Canoo reveals a bubbly electric pickup truck


No, that’s not a — what you see above (and in the renders below) is the design for a pickup truck from California electric vehicle startup Canoo.

Revealed in a leak on Reddit on Wednesday, and then subsequently confirmed to Reuters, the head-turning EV truck is not due out until 2023. By that time, Tesla’s Cybertruck, the electric Hummer pickup, Ford’s electric F-150, and Rivian’s EV pickup should all be on the road. Canoo said it will start taking preorders for its pickup later this year, but did not release pricing details.

The toyish truck shows just how far Canoo is willing to push the design of the microbus-style vehicle it first debuted back in 2019, which it originally planned to sell on a subscription-only basis.

Canoo has undergone a lot of changes since it debuted that first vehicle, though. It’s now a publicly-traded company after it merged with a special purpose acquisition company in late 2020. Its new executive chairman has also refocused the company on selling commercial vehicles based on the original van design and the technological platform that powers it.

But all of that doesn’t mean Canoo is exactly done trying to make vehicles for regular consumers. This new truck sort of bridges the two sets of customers, thanks in part to being loaded up with all sorts of utility features.

There are multiple fold-down and flip-out work surfaces on Canoo’s pickup, with one in the nose of the vehicle and another on the side of the truck bed. There’s an extension that can be pulled out to make the bed a few feet longer. There are power outlets (120V and USB) dotting the inside of the bed and the storage compartments. Promo images also show the truck decked out in a roof rack and, in a bid to capitalize on the booming “van life” market, an “overlander” trim with a camper shell and a pop-up tent.

This is all in keeping with the vision of Canoo’s original vehicle, which was decked out in pegboards on the inside that the company imagined people could use to customize and personalize the vehicle. And the ability to use the new truck’s modular features in so many different ways — and to customize them from the start when ordering — is what Tony Aquila, the startup’s new executive chairman, hopes is a big selling point for the small businesses and more adventurous consumers that Canoo is targeting.

The “overlander” version of Canoo’s new pickup truck.

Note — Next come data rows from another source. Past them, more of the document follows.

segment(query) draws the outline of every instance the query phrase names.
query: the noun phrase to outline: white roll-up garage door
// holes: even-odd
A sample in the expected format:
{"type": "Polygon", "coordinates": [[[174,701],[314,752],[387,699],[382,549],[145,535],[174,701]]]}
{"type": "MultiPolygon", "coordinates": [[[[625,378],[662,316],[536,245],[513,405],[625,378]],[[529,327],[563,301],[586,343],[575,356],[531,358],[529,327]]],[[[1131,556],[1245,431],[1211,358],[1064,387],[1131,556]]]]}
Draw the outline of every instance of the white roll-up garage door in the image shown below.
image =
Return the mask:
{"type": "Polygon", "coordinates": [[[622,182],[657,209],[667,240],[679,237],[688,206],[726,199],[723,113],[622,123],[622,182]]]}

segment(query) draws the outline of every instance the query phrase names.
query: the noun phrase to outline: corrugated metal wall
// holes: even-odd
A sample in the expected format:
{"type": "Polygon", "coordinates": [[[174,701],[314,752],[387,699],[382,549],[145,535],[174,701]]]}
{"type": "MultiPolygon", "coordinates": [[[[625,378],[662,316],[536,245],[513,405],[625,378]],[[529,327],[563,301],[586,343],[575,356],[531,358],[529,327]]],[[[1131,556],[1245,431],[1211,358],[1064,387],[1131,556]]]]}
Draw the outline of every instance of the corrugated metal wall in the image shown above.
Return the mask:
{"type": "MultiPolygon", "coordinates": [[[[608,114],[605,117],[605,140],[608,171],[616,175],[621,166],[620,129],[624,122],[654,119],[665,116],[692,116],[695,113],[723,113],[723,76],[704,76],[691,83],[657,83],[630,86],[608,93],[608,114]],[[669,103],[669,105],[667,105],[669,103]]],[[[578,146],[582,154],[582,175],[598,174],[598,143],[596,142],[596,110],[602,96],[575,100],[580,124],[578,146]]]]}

“When the working person sees this they go, ‘I can have a better quality of life with this vehicle, and I can get a return on capital.’ And every one of these areas is a space to create a return on capital, which is why we spent so much money to develop the most intelligent [truck] bed,” Aquila said in a video announcing the truck. (Canoo spent $47 million on research and development in 2018, $137 million in 2019, and $52 million through the first three quarters of 2020, according to a recent government filing.)

The sloped roof of the truck also tracks with Canoo’s original vehicle, though it’s a far more familiar design feature for a van. Fortunately for Canoo, Tesla has already started stretching the public’s imagination of what a pickup truck can look like.

“That was our dream, to make sure that we had a vehicle that brought a truck to the market that just really shocked people just from the visual, and then to the functional,” Aquila said in the video. “This is for America. This is what built America, anyways.”

Canoo’s truck will be built on the same platform that powers the company’s other proposed vehicles, which means it largely shares the same specs across a number of configurations. The highest-cost all-wheel-drive truck will have around 600 horsepower and more than 200 miles of range, while the lower cost versions will get closer to 100 miles of range and feature a single motor in the rear. The truck also uses the same brake-by-wire and steer-by-wire system Canoo developed for its other vehicles, which reduces complexity.

These technologies have made it possible for the startup to mate so many different designs to the same underlying technological platform. They’re also things that drew the interest of Apple, which at one point wanted to acquire Canoo, as The Verge exclusively reported earlier this year.